Ebul Hasen en-Nedvi hoca efendiyi en-nihayet biz kendisini memleketi Leknev’de ziyaret ettik. O karmakarışık ülkede 24 ayar altın safiyetini hiç bozmadan devam ettirmiş bir zattı. İslam zevkini ve izzetini yaşayan bir topluluktur en-Nedvîler. Nedvetü’l-Ulema’nın başındaki kimseler maaş almadan vazifelerini yaparlar. En ileri kimselerinin evlerine gittik; her biri bir tevazu abidesiydi. Ebu’l-Hasan en-Nedvî hocanın mekânı genişçe bir oda. Zemininde çok basit bir sergi var. Öyle halı falan aklınıza gelmesin. O odada bir minder üzerinde oturuyordu. İşte 1 milyarlık Hindistan’ın devlet başkanı kendisini ziyarete geldiğinde onu o odada kabul edermiş. Allah rahmet etsin. Büyük bir şahsiyetti.

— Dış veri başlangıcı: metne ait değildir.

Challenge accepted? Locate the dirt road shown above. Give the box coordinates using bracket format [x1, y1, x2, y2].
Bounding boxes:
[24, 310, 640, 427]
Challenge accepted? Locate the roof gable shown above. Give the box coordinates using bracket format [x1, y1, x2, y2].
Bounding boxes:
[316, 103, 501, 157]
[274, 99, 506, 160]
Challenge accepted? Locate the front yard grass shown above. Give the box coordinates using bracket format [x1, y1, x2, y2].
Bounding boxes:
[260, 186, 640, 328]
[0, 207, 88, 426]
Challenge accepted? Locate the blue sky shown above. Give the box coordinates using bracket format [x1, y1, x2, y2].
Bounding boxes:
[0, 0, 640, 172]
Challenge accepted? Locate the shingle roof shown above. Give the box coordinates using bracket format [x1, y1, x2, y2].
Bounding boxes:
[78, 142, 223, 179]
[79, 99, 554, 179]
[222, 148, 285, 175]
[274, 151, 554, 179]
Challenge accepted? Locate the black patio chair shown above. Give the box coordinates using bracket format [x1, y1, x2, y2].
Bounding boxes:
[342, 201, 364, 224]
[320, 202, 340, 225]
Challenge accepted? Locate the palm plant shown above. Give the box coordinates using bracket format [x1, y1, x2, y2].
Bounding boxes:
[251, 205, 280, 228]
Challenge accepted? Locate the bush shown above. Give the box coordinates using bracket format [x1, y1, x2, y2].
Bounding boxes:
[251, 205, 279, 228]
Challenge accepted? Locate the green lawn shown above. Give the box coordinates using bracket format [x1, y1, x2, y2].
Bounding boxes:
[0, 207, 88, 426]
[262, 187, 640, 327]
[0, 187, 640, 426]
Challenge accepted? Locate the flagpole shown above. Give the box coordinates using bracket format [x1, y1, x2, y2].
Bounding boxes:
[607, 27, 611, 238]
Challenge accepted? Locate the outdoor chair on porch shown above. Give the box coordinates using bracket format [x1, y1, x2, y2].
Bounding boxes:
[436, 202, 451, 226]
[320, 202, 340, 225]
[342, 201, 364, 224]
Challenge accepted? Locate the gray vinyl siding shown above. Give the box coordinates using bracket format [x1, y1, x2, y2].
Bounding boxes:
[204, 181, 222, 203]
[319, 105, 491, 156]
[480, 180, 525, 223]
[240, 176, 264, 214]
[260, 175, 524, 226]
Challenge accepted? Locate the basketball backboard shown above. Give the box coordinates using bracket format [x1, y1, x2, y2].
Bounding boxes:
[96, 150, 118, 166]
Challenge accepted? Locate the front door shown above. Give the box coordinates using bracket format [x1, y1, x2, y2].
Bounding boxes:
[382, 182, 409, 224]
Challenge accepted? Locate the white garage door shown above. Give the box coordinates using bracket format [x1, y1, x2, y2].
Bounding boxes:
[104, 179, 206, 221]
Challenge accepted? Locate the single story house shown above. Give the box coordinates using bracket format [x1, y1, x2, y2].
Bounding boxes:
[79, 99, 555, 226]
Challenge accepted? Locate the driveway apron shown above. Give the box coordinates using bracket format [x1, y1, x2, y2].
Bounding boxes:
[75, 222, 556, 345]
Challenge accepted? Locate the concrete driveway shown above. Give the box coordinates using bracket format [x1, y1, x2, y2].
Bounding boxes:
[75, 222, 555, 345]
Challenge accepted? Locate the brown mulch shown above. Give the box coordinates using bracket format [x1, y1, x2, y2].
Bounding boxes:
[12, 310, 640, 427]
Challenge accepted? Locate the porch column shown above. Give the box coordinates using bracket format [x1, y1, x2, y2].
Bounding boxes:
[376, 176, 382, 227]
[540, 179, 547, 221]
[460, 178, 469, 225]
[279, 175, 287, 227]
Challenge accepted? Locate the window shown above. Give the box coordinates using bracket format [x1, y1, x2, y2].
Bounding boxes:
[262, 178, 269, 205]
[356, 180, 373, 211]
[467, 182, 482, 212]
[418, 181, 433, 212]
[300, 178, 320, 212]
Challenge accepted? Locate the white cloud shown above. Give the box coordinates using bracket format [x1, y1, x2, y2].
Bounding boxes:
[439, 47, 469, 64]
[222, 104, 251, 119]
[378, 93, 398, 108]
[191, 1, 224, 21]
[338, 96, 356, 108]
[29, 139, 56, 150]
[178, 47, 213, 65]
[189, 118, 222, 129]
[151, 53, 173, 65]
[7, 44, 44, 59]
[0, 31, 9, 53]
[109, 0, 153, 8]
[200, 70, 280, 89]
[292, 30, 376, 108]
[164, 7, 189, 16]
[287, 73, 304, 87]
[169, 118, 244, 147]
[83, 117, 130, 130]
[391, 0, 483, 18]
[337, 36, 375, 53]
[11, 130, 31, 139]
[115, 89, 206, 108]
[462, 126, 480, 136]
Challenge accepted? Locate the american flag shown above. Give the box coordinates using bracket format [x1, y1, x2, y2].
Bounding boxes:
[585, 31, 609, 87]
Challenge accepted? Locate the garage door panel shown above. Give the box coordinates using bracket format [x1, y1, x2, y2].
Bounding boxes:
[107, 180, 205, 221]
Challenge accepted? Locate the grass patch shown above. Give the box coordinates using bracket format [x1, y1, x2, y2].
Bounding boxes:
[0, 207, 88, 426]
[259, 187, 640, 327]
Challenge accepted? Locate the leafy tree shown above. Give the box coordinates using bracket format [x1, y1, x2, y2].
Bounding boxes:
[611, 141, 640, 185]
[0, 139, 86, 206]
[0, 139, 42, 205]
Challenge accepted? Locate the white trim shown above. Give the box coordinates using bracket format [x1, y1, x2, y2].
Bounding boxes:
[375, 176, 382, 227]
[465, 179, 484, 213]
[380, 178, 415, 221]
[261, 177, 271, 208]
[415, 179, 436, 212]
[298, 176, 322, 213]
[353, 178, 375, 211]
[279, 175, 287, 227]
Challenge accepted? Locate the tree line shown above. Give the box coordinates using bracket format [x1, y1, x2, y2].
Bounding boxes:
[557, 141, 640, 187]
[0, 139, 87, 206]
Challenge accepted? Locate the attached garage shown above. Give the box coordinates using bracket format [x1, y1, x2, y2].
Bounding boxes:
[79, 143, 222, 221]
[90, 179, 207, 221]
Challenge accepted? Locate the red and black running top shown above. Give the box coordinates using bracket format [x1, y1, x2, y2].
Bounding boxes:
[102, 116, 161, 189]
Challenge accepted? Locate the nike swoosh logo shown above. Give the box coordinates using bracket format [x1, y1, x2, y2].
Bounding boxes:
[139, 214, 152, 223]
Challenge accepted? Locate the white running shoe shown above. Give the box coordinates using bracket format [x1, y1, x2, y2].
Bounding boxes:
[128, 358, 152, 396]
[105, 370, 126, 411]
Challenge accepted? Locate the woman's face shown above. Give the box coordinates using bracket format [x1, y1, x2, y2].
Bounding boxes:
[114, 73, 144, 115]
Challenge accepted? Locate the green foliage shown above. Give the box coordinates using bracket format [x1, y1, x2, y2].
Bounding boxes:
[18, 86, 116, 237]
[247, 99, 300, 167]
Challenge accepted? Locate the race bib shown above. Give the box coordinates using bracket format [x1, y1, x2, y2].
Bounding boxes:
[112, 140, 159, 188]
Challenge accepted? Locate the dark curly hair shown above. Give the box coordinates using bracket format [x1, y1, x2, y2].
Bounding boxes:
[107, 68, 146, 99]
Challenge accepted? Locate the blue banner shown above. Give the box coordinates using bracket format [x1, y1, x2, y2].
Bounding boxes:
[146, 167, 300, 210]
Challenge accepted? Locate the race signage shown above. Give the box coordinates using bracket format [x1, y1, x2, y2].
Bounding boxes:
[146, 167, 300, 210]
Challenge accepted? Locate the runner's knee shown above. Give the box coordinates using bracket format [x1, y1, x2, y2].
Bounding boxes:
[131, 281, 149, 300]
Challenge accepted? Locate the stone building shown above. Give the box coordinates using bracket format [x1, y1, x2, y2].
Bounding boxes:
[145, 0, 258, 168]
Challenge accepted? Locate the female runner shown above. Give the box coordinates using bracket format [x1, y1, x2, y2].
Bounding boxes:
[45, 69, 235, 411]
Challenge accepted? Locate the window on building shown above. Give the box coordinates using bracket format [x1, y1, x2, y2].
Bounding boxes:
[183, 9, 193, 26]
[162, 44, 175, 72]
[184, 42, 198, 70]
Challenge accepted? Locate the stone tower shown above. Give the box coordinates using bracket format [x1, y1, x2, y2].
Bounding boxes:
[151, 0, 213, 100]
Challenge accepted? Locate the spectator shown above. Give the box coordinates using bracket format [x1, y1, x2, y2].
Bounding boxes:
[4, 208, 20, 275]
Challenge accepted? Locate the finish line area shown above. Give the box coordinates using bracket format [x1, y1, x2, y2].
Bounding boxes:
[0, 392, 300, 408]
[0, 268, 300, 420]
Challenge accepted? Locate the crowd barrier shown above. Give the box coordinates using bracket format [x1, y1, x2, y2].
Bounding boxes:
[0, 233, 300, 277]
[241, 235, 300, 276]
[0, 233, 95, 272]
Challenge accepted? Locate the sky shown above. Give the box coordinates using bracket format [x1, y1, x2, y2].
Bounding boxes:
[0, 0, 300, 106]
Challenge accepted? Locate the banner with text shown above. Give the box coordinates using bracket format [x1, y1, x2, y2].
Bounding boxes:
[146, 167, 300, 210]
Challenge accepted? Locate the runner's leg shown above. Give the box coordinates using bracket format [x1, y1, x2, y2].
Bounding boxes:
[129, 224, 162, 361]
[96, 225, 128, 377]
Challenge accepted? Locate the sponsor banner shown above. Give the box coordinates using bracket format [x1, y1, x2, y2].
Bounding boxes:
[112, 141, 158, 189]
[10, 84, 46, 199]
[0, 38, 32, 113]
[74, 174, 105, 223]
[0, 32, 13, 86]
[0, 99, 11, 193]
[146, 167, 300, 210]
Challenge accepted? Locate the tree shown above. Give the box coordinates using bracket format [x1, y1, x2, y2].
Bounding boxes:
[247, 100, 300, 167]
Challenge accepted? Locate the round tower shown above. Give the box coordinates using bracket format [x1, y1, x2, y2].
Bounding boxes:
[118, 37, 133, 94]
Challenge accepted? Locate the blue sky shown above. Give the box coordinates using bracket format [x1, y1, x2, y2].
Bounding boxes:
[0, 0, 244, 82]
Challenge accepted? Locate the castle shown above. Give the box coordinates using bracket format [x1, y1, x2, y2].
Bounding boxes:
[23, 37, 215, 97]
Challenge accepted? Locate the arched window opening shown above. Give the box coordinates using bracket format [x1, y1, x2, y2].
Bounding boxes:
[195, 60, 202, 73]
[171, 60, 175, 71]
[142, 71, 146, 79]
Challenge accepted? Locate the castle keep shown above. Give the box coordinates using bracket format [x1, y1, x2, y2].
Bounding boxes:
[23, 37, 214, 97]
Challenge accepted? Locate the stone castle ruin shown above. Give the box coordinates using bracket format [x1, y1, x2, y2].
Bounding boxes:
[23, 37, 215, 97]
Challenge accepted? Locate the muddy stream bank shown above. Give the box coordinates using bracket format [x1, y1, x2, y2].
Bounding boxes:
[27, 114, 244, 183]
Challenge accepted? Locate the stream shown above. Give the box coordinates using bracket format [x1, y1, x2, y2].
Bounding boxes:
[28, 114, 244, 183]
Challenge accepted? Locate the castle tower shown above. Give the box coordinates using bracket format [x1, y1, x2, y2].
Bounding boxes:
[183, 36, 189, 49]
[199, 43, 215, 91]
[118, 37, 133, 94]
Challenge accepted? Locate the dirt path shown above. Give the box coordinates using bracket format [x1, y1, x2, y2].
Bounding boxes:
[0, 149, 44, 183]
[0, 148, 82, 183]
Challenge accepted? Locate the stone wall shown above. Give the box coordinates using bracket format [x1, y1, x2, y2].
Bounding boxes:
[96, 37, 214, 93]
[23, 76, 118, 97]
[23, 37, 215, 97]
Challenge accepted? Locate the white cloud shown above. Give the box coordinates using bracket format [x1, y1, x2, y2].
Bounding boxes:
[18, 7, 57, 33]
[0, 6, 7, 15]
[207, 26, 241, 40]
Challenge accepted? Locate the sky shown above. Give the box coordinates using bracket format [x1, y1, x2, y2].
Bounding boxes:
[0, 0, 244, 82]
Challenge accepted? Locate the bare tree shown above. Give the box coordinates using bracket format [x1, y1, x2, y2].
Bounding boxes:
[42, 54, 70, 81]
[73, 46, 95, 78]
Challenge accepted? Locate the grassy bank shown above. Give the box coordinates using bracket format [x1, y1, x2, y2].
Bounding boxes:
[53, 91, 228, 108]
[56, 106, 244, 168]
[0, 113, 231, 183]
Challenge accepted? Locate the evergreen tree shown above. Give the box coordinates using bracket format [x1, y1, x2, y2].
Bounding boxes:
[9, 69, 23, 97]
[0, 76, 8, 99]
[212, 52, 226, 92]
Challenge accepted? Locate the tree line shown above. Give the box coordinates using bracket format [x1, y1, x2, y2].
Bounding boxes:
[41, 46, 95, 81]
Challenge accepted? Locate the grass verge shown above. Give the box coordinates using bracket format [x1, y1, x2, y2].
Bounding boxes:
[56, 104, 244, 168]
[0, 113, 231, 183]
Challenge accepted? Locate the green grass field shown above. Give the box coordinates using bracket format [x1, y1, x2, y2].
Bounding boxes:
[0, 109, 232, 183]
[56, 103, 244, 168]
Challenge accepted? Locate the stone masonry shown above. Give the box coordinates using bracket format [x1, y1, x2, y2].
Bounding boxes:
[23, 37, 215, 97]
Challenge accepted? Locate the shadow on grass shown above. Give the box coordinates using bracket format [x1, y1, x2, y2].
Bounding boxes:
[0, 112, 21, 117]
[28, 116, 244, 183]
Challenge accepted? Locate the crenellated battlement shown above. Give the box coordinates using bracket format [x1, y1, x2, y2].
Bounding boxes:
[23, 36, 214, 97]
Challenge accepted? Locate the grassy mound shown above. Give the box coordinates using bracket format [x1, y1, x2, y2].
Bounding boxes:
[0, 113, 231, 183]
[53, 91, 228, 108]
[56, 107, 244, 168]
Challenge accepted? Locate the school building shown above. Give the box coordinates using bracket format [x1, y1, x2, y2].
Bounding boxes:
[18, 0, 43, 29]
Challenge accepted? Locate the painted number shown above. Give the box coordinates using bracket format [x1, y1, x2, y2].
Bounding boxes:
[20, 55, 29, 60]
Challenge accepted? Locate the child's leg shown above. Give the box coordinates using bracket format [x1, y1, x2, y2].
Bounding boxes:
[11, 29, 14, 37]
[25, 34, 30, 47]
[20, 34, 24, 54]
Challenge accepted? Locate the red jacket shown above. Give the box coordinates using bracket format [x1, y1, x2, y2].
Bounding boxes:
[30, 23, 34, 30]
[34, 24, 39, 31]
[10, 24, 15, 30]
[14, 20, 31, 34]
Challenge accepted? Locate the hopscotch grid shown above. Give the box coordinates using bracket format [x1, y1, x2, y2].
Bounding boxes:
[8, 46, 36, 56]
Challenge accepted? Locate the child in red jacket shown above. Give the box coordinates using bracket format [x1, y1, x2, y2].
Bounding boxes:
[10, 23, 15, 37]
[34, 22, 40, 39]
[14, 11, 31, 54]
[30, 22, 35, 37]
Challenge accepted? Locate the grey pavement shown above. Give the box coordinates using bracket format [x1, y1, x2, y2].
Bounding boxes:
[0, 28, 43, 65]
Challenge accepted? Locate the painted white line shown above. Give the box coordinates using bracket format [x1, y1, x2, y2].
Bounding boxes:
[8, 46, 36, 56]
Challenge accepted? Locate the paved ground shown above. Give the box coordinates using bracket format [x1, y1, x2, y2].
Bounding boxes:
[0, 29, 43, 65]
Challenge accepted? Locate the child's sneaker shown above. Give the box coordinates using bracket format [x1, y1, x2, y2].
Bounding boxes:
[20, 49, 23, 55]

Emin Saraç Hoca Efendi: “Mısır’da 9 sene kaldık. Yaşadığımız bir “İlim hicreti” idi. Bu müddet zarfında İstanbul’a hiç gelmedik. Çünkü gelseydik dönemeyecektik”

Tevazu, huşu, vakar, ibadet, ihlas…

Evet, bizim geleneğimiz, geleneğimizin Kur’an, ehli Kur’an  talebeleri ve onların ahlakları…

Bu geleneği takip etmeye devam ettiğimiz sürece, faziletli insanlar yetişmeye devam ederiz. Ve bu ümmette hayır eksik olmaz.

Onları tanımayıp reddeder, hatta nefret edersek, yeni neslin sözde ilim adamları dahi; manevi yönü sıfır, edep ve fazilet yoksunu, kibir abidesi, dinin edebiyatını yapmaktan başka bir marifeti olmayan kimseler olurlar.

Savaş KOCABAŞ

662 Kez Görüntülendi.

Yorum yapabilmek için Giriş yapın.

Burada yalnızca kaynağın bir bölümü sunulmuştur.